Hey everyone,
A while back, I posted about Chroma, my work-in-progress, open-source foundational model. I got a ton of great feedback, and I'm excited to announce that the base model training is finally complete, and the whole family of models is now ready for you to use!
A quick refresher on the promise here: these are true base models.
I haven't done any aesthetic tuning or used post-training stuff like DPO. They are raw, powerful, and designed to be the perfect, neutral starting point for you to fine-tune. We did the heavy lifting so you don't have to.
And by heavy lifting, I mean about 105,000 H100 hours of compute. All that GPU time went into packing these models with a massive data distribution, which should make fine-tuning on top of them a breeze.
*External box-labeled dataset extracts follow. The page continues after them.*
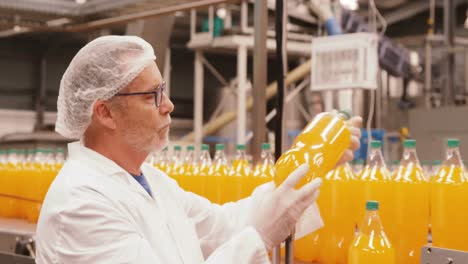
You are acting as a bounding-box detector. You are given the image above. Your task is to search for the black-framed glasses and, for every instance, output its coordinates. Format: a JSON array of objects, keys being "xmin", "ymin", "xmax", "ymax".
[{"xmin": 116, "ymin": 82, "xmax": 166, "ymax": 107}]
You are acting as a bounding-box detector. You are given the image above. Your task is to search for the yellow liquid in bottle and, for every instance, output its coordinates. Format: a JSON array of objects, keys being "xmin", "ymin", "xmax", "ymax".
[
  {"xmin": 431, "ymin": 165, "xmax": 468, "ymax": 251},
  {"xmin": 354, "ymin": 165, "xmax": 393, "ymax": 230},
  {"xmin": 348, "ymin": 234, "xmax": 397, "ymax": 264},
  {"xmin": 385, "ymin": 163, "xmax": 429, "ymax": 264},
  {"xmin": 205, "ymin": 163, "xmax": 228, "ymax": 204},
  {"xmin": 317, "ymin": 164, "xmax": 356, "ymax": 264},
  {"xmin": 226, "ymin": 160, "xmax": 250, "ymax": 202},
  {"xmin": 275, "ymin": 113, "xmax": 351, "ymax": 188}
]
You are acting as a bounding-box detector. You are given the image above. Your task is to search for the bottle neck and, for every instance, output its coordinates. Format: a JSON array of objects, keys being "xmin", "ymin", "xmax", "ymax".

As promised, everything is fully Apache 2.0 licensed—no gatekeeping.
TL;DR:
Release branch:
Chroma1-Base: This is the core 512x512 model. It's a solid, all-around foundation for pretty much any creative project. You might want to use this one if you’re planning to fine-tune it for longer and then only train high res at the end of the epochs to make it converge faster.
Chroma1-HD: This is the high-res fine-tune of the Chroma1-Base at a 1024x1024 resolution. If you're looking to do a quick fine-tune or LoRA for high-res, this is your starting point.
Research Branch:
Chroma1-Flash: A fine-tuned version of the Chroma1-Base I made to find the best way to make these flow matching models faster. This is technically an experimental result to figure out how to train a fast model without utilizing any GAN-based training. The delta weights can be applied to any Chroma version to make it faster (just make sure to adjust the strength).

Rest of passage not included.